Studies have shown that reduced risk nicotine products have much reduced biological impact and considerably lower level of combustible toxicants biomarkers compared to cigarettes, but their impact with respect to substantiation of their reduced risk potential or harm reversal in long-term real-life use is virtually unexplored. In trying to address this knowledge gap, Newland et al. [25] have recently designed and launched an ambitious randomized, multi-centre, controlled clinical trial. Their working hypothesis is that following a 1-year switch from cigarettes to a heated tobacco product, participants are expected to experience favorable changes in health effect indicators associated with smoking-related disease development. Data from this study will be a valuable addition to the growing body of evidence on reduced risk nicotine delivery systems in general and heated tobacco products in particular. But we will have to wait until 2020 until the trial is scheduled to be completed.

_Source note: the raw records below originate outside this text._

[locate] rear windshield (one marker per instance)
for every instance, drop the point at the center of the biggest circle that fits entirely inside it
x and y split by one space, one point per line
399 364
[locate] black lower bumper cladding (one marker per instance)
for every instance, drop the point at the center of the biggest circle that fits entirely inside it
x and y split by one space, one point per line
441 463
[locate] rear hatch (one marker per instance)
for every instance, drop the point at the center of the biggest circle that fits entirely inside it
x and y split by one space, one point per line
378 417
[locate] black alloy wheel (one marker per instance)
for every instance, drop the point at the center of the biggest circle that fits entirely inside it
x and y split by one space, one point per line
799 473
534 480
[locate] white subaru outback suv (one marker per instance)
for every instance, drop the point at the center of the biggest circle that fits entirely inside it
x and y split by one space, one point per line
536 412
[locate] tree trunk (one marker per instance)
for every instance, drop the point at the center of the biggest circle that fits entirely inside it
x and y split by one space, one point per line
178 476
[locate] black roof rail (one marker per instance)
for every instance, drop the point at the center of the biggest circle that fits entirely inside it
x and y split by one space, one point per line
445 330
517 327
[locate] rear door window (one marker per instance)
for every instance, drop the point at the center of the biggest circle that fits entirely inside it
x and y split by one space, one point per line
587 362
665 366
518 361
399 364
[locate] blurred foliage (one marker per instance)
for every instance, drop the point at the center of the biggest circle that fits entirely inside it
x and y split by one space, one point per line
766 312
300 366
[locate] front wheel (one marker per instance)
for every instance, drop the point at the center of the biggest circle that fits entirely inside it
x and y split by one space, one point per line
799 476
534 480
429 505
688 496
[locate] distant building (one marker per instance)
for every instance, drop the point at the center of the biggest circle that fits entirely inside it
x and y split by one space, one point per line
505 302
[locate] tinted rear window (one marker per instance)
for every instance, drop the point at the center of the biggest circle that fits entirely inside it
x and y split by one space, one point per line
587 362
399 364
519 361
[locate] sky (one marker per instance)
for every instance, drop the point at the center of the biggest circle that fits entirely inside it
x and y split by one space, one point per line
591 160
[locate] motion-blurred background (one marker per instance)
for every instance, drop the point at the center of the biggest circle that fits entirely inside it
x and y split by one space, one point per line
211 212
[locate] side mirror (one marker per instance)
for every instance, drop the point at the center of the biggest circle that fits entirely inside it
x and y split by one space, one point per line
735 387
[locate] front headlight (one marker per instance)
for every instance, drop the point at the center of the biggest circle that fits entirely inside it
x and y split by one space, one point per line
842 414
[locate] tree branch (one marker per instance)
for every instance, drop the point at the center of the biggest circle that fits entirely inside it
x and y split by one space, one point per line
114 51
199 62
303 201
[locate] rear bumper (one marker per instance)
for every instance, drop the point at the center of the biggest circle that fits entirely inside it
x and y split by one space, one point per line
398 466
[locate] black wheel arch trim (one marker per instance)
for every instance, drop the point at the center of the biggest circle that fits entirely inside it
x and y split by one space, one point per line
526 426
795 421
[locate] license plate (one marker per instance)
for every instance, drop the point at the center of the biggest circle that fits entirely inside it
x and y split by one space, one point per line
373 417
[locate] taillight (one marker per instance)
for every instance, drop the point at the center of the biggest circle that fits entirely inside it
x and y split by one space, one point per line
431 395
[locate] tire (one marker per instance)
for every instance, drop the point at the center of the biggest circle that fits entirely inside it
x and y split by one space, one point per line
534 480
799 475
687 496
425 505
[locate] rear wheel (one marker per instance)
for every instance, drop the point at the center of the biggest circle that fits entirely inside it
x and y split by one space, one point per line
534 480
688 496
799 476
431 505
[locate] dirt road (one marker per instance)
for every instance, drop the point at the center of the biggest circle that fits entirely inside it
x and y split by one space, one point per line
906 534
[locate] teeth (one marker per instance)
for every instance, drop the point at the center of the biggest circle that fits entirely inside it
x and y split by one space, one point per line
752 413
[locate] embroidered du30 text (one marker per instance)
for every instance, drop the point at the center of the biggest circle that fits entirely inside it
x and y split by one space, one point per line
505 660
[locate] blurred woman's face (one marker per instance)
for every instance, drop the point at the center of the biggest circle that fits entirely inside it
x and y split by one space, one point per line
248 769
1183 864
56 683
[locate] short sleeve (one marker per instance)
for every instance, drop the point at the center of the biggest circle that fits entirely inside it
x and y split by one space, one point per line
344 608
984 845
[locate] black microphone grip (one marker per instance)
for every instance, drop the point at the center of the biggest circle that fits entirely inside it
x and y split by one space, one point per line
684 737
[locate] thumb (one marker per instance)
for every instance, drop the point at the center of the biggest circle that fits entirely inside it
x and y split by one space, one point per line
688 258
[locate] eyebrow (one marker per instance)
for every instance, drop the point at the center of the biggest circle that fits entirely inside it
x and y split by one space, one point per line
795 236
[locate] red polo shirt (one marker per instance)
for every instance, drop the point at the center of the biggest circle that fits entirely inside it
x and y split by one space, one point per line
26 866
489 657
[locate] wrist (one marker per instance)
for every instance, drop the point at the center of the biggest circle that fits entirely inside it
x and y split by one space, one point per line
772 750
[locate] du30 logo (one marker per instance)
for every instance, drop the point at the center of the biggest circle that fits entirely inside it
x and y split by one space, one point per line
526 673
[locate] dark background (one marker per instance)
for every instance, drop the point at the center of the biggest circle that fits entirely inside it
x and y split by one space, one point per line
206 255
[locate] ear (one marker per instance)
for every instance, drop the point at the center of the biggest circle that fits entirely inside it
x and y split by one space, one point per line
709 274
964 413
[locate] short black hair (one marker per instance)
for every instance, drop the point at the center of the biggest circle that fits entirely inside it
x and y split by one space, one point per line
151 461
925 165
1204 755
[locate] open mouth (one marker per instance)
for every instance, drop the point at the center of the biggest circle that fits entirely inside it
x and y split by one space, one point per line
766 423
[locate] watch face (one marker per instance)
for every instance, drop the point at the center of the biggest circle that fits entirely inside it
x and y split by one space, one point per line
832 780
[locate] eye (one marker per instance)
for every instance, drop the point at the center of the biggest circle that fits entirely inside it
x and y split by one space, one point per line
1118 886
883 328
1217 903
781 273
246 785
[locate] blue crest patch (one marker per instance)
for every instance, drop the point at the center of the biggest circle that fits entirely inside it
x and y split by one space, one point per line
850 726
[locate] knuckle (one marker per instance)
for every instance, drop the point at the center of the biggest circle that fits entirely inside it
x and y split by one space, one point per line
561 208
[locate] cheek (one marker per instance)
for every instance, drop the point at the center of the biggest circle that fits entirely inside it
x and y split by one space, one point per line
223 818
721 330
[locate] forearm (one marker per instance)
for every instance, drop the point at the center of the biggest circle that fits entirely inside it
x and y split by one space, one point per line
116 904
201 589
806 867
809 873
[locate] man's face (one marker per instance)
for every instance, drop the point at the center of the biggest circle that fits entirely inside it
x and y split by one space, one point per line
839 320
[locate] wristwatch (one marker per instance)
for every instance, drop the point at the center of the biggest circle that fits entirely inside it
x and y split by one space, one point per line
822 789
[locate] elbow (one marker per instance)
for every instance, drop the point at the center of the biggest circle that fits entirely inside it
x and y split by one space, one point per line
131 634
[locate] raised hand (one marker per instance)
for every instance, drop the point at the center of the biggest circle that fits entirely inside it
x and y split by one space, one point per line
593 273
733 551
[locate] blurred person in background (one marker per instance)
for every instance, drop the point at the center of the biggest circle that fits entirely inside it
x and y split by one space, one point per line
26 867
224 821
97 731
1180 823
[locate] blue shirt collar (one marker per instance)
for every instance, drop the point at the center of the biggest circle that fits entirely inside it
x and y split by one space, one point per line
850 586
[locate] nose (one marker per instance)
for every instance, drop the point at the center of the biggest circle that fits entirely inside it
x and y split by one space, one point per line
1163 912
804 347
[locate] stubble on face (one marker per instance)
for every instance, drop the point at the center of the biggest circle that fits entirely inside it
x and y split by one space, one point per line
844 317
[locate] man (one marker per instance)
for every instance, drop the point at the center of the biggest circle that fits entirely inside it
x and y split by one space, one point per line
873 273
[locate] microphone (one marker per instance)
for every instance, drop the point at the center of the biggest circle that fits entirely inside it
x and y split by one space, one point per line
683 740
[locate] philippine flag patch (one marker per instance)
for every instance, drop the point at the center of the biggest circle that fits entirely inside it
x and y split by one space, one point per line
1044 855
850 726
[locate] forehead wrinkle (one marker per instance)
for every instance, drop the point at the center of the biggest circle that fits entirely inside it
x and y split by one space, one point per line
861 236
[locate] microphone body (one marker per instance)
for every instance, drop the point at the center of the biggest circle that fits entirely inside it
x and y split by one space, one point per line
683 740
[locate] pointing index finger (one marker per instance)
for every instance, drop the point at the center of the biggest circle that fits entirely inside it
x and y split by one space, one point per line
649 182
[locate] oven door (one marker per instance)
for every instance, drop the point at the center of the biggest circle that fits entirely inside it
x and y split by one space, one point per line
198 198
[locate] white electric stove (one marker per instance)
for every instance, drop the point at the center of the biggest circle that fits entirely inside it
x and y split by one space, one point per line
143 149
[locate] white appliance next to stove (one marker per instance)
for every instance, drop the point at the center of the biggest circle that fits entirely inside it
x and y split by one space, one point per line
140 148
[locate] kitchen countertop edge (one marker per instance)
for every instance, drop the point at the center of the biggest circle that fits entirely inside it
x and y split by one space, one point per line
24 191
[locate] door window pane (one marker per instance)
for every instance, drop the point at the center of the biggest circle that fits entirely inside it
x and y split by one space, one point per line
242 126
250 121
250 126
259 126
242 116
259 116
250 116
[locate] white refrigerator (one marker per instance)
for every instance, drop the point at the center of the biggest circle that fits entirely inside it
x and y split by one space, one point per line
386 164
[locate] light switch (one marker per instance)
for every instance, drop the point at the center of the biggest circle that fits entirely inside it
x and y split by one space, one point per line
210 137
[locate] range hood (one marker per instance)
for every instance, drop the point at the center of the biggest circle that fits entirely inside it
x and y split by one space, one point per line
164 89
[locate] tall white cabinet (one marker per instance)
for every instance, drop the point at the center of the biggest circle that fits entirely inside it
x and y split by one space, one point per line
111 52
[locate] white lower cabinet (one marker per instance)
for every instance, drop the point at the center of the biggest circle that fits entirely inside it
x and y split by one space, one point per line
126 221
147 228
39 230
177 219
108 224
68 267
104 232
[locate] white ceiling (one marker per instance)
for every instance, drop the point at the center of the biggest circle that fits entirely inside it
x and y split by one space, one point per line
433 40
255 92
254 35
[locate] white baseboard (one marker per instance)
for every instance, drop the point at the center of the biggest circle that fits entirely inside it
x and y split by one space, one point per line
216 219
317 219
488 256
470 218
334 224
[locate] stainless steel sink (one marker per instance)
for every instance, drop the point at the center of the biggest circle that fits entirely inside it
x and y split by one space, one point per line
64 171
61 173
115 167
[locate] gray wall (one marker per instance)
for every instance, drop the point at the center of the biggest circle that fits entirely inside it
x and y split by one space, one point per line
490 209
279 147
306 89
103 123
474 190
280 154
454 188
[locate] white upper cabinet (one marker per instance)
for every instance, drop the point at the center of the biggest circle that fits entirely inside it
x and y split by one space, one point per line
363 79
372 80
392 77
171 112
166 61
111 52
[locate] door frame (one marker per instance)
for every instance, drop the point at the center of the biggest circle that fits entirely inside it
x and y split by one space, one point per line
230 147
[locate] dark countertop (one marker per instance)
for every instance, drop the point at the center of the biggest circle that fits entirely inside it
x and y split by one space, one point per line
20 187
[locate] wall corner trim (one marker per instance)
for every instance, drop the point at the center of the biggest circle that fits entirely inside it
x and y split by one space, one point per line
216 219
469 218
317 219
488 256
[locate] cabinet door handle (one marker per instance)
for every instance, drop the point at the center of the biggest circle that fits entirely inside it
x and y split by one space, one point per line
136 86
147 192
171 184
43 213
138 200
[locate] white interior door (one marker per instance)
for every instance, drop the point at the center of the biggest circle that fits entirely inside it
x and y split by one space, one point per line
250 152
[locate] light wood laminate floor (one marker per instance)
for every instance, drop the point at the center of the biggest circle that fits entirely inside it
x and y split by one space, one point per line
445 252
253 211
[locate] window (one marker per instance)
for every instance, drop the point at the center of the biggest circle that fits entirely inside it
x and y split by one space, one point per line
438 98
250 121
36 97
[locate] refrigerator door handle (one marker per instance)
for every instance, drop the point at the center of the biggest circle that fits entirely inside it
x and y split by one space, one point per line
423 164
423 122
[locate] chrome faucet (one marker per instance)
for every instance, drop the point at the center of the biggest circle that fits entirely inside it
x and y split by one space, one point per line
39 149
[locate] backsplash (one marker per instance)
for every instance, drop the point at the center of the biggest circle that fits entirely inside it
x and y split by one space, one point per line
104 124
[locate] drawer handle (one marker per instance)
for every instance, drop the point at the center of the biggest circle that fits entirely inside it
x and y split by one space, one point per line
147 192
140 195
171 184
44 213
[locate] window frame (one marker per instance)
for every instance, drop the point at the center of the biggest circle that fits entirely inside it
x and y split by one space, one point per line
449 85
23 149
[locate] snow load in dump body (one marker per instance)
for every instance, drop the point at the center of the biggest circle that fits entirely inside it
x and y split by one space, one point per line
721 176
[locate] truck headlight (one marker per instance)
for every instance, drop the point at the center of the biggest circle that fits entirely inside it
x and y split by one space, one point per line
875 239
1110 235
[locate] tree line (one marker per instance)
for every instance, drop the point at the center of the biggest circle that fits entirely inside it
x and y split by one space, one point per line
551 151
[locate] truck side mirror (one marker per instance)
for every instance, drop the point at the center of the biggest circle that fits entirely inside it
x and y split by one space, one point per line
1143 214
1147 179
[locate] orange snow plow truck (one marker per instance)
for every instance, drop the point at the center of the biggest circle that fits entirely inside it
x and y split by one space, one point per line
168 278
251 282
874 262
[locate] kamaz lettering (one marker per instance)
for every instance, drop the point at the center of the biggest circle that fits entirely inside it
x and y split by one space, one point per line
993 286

Given that many smokers continue smoking despite the health risk, combustion-free nicotine delivery technologies should be considered as a valuable and much less harmful asset in the fight against smoking. In the authors’ view, the interest among medical community about the potential for risk reduction and harm reversal of these new technologies for smoking substitution will grow exponentially in the next few years. Good quality research will be increasingly important to establish tolerability, safety, effectiveness and harm reduction potential of these new technologies and to add credibility to the tobacco harm reduction paradigm. Technological innovation is already delivering significant improvements not only in their quality, but also in their effectiveness and safety. Given the importance of the topic to the active role that internists and general physicians play in assisting the patient who smoke, Internal and Emergency Medicine remains committed to further expanding the current knowledge base and advancing the scientific debate about the impact of electronic cigarettes and tobacco heating systems on human health.